Dans ce classique du nature writing, l'aventure et le goût de l'extrême se mêlent à l'approche intime, méditative et sensorielle de la beauté glacée du Grand Nord.

National Book Award 1986


 

 

Mon avis :
Comment parler de tant de beauté décrite dans ces pages sans risquer de l'amoindrir ? Et en même temps c'est douloureux de réaliser à quel point l'humanité s'évertue à détruire tout ça par cupidité. Dès le prologue j'ai oscillé entre émerveillement et chagrin mais aussi écœurement face à l'arrogance des blancs.

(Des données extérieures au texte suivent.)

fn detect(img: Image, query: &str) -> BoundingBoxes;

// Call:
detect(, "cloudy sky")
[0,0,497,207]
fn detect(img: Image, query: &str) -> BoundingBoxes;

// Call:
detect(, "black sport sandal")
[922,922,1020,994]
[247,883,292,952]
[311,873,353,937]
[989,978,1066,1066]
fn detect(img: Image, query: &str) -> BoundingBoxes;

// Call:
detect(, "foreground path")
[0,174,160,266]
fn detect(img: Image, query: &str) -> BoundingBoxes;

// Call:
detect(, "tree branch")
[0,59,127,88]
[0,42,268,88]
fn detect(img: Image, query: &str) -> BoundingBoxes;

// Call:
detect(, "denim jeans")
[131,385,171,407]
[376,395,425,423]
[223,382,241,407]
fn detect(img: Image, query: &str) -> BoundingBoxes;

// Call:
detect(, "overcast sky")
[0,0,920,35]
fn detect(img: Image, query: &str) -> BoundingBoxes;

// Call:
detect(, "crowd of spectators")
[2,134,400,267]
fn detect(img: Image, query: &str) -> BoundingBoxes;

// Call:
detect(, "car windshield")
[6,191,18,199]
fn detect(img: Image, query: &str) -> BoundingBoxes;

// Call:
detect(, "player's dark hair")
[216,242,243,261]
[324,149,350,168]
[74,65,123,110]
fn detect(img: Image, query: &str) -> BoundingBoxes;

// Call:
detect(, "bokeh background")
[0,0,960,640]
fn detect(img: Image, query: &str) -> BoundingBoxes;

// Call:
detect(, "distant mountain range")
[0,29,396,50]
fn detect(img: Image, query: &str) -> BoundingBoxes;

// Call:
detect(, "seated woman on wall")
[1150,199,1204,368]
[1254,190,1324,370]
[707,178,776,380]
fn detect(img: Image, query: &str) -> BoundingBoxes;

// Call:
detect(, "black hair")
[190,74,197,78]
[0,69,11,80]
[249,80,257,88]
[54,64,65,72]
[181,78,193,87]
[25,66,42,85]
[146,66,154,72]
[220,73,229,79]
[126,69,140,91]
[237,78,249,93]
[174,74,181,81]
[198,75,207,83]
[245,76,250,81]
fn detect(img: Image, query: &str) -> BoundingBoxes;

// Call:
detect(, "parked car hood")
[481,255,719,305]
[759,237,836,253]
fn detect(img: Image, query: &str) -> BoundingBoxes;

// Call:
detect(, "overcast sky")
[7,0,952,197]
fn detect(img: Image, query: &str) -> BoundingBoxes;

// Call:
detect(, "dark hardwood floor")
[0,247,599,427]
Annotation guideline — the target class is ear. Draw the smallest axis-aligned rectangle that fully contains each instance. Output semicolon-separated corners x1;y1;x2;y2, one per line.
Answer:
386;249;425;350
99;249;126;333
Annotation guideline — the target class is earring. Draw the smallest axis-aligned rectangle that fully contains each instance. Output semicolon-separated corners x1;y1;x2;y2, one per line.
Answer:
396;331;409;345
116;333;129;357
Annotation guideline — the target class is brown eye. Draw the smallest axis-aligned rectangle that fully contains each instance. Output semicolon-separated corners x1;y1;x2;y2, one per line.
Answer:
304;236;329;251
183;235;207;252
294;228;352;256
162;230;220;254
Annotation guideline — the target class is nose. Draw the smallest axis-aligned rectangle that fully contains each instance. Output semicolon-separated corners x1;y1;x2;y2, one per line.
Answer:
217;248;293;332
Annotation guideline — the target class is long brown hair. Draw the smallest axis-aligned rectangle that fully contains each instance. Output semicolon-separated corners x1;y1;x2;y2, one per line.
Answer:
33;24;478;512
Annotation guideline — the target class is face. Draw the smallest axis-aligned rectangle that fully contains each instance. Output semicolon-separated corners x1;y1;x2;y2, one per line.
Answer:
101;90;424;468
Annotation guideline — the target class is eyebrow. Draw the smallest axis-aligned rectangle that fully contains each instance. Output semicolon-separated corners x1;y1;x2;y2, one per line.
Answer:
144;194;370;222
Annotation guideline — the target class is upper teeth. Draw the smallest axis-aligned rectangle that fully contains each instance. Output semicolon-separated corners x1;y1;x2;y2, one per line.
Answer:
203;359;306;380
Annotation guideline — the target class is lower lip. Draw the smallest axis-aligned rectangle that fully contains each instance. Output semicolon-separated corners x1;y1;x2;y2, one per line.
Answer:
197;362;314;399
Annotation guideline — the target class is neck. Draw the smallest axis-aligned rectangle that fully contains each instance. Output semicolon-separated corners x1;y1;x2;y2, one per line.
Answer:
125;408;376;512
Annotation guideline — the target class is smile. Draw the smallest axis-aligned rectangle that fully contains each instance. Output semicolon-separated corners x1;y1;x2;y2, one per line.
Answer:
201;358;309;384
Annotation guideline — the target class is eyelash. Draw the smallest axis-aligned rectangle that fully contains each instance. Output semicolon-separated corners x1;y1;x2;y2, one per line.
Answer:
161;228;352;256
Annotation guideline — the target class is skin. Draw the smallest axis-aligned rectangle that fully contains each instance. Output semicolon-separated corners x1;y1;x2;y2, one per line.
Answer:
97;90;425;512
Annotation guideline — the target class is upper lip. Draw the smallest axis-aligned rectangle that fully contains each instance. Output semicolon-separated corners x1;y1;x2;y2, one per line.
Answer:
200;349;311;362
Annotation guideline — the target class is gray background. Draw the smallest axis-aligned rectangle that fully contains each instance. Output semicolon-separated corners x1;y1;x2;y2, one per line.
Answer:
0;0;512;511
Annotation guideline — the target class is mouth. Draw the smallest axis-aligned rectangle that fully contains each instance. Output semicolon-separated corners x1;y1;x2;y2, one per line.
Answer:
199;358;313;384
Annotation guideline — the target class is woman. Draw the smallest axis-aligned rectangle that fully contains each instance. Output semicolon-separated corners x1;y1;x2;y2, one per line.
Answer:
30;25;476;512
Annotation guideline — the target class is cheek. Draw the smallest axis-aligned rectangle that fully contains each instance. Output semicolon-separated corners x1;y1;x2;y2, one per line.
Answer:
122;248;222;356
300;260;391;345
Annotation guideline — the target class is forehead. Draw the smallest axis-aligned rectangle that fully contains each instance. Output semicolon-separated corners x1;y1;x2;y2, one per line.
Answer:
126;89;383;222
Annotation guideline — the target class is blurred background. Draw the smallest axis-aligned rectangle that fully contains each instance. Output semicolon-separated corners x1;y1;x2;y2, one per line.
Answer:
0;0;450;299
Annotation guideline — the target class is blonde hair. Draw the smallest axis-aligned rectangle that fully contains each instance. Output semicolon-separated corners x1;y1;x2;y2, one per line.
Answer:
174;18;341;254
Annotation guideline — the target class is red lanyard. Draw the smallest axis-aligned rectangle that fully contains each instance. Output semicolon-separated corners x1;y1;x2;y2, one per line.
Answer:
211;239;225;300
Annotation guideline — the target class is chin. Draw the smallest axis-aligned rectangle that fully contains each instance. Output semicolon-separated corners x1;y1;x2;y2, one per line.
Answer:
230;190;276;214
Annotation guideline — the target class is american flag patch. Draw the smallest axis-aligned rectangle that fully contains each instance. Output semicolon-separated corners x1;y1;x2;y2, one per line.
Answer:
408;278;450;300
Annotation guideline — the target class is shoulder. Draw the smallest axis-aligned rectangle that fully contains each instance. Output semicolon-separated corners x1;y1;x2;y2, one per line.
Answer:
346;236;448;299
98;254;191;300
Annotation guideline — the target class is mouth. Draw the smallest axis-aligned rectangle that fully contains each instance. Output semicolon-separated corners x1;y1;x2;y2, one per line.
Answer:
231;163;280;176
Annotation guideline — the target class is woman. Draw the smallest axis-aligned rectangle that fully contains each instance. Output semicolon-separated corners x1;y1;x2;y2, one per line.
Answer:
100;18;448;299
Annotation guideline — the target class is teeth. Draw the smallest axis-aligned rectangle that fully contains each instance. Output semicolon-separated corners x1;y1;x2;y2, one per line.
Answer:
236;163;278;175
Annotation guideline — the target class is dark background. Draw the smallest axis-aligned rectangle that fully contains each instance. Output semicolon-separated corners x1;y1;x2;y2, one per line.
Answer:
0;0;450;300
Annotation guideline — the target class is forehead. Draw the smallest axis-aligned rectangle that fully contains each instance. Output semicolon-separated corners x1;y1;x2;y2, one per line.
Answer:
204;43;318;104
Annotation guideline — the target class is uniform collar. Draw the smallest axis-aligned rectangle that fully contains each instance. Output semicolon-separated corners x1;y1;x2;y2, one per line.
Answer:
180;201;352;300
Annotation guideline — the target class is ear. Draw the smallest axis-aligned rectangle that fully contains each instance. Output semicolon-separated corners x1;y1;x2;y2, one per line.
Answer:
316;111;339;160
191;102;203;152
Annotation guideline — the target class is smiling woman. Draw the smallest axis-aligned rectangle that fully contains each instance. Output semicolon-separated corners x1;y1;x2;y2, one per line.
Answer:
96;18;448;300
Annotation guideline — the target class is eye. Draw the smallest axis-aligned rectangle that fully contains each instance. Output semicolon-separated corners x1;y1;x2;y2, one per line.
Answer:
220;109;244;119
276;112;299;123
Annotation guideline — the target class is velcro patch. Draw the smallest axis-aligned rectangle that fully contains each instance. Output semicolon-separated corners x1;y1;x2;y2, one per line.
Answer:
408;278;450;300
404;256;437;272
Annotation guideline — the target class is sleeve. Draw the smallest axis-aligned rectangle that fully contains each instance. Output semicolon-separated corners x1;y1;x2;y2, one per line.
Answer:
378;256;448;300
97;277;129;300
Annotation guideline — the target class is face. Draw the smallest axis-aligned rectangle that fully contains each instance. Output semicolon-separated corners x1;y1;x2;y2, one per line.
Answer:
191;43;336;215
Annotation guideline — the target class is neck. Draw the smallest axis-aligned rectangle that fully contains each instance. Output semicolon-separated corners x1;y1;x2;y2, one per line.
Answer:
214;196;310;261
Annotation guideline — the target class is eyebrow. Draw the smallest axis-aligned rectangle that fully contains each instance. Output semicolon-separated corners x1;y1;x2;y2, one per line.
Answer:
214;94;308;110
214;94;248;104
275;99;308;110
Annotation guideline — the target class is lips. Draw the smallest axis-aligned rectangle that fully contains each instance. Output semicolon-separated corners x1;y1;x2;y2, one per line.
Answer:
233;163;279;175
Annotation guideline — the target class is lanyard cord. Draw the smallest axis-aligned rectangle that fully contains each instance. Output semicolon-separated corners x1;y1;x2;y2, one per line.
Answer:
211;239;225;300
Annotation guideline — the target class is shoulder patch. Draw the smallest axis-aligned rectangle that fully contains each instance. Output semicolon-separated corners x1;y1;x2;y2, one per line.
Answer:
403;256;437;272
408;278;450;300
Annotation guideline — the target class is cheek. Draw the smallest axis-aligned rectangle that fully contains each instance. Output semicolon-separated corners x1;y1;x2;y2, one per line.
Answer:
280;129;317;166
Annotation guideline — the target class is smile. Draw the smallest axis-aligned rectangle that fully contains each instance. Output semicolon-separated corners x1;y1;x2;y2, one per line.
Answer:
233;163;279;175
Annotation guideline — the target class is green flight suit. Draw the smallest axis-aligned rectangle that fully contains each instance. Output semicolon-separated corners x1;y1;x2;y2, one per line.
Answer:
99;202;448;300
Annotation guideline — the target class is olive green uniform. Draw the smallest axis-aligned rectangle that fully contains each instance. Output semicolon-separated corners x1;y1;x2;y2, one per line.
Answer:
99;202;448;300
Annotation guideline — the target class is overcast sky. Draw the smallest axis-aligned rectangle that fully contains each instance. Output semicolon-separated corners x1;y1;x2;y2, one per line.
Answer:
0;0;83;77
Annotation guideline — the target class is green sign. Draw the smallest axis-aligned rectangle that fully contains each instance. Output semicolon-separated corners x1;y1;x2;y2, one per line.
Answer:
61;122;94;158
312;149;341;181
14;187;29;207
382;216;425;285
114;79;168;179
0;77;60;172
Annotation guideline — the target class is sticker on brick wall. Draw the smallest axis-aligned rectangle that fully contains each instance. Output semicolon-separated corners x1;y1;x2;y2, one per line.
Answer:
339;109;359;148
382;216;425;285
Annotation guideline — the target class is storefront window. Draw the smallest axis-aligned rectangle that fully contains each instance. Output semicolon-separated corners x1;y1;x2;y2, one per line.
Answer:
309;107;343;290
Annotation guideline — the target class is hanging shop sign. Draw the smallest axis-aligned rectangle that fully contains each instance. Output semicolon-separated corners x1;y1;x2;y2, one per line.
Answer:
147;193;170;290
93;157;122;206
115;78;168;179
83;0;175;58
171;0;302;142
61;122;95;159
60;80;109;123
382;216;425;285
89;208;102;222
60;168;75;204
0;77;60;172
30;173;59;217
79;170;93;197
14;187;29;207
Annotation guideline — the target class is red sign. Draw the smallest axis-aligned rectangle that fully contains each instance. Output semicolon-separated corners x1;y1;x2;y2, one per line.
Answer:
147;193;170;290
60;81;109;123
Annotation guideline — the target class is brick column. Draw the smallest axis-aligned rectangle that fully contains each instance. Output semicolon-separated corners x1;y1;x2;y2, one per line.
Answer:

Par moments un peu trop didactique à mon goût, voire encyclopédique, ça demande beaucoup de concentration pour que l'esprit ne s'échappe pas. De la course du soleil en arctique à la description très détaillée des forages pétroliers et stations de pompage, en passant par le bœuf musqué, l'ours polaire ce seigneur du grand nord, le narval, la migration des bernaches cravant, des filigules milouinants, des tournepierres à collier, des océanites cul-blanc, des saumons chinook, des baleines du Groenland, des veaux marins, des phoques barbus mais aussi des humains entre 23 000 et 25 000 ans, des icebergs et des naufrages de baleiniers, des couleurs et des luminaristes, ces peintres de l'Arctique, des faux soleils, des aurores boréales avec parfois des envolées métaphysiques, de la sociologie esquimaude et la psychologie humaine, de l'histoire de l'exploration et des hommes qui les menèrent souvent dans des souffrances abominables… C'est passionnant mais parfois un peu long. Et puis c'est triste de voir à quel point l'humanité s'autorise à tuer, saccager, détruire, parfois juste pour le plaisir d'être stupide et cruel. D'ailleurs j'ai appris très récemment que les japonais, qui avaient arrêté la chasse à la baleine, sont en train de construire un navire-usine, en 2023, pour remettre ça, alors que la consommation de viande de baleine a diminué de 99%. Apprend-on jamais de ses erreurs ?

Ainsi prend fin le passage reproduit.